Hat es uns überhaupt zu interessieren? Es ist einerseits in der Tat die Angelegenheit von zwei Leuten, die sich gewissermaßen beim Job kennengelernt haben. Aber das Private war andererseits auf der Linken immer als politisch markiert, zudem haben Zeitpunkt und Ort der Offenbarung ihre politische Note: auf einem Landesparteitag im Saarland, also „zu Hause“ bei Lafontaine; kurz nach Wagenknechts Wahl zur Fraktionsvize, die in dem offiziellen Wissen der Partnerschaft mit Lafontaine vielleicht anders ausgegangen wäre; nach dem Programmparteitag aber lange vor der Wahl des neuen Parteivorstandes, und alles mitten in einer Art Medienoffensive Wagenknechts, die sich öffentlich neu positioniert.
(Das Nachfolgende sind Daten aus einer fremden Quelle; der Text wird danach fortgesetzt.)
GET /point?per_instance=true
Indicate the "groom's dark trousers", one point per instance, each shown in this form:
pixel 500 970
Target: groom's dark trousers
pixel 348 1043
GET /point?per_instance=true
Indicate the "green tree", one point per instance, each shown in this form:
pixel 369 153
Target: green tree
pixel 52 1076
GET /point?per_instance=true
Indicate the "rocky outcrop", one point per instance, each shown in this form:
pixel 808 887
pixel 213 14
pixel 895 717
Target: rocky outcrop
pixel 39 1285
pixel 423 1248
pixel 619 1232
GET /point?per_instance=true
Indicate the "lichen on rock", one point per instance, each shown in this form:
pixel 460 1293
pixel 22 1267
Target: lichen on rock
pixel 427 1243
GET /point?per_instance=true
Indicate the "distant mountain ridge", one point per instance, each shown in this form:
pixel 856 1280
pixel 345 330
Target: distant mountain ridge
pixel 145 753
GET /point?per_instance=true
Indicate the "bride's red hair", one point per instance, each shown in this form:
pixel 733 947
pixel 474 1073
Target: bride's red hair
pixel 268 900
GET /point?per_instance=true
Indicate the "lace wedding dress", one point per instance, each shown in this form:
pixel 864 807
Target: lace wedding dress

Auch feuilletonistisch hält die Nachricht einiges bereit – über die "Erotik der Macht", über Verhältnisse zwischen relativ alten Männern und deutlich jüngeren Frauen in der Politik ist auch schon viel geschrieben worden, von Michelle Müntefering bis Maike Kohl-Richter. Und schließlich denkt man an eine sozusagen retrospektive innerparteiliche Dimension: Die Frage, wer Gerüchte über eine mögliche Affäre von Wagenknecht und Lafontaine dem Spiegel verraten haben könnte, war von großem Interesse während des als Machtkampf bezeichneten Konflikts, an dessen Ende Dietmar Bartsch degradiert wurde.

Immerhin: Lafontaine und Wagenknecht haben es selbst in die Hand genommen, ihre Beziehung zu einer öffentlichen zu machen. Die Zeitung, die vom Paukenschlag schreibt, hätte daraus sicher schon bald eine große Enthüllung aus dem schon lange Geraunten gemacht.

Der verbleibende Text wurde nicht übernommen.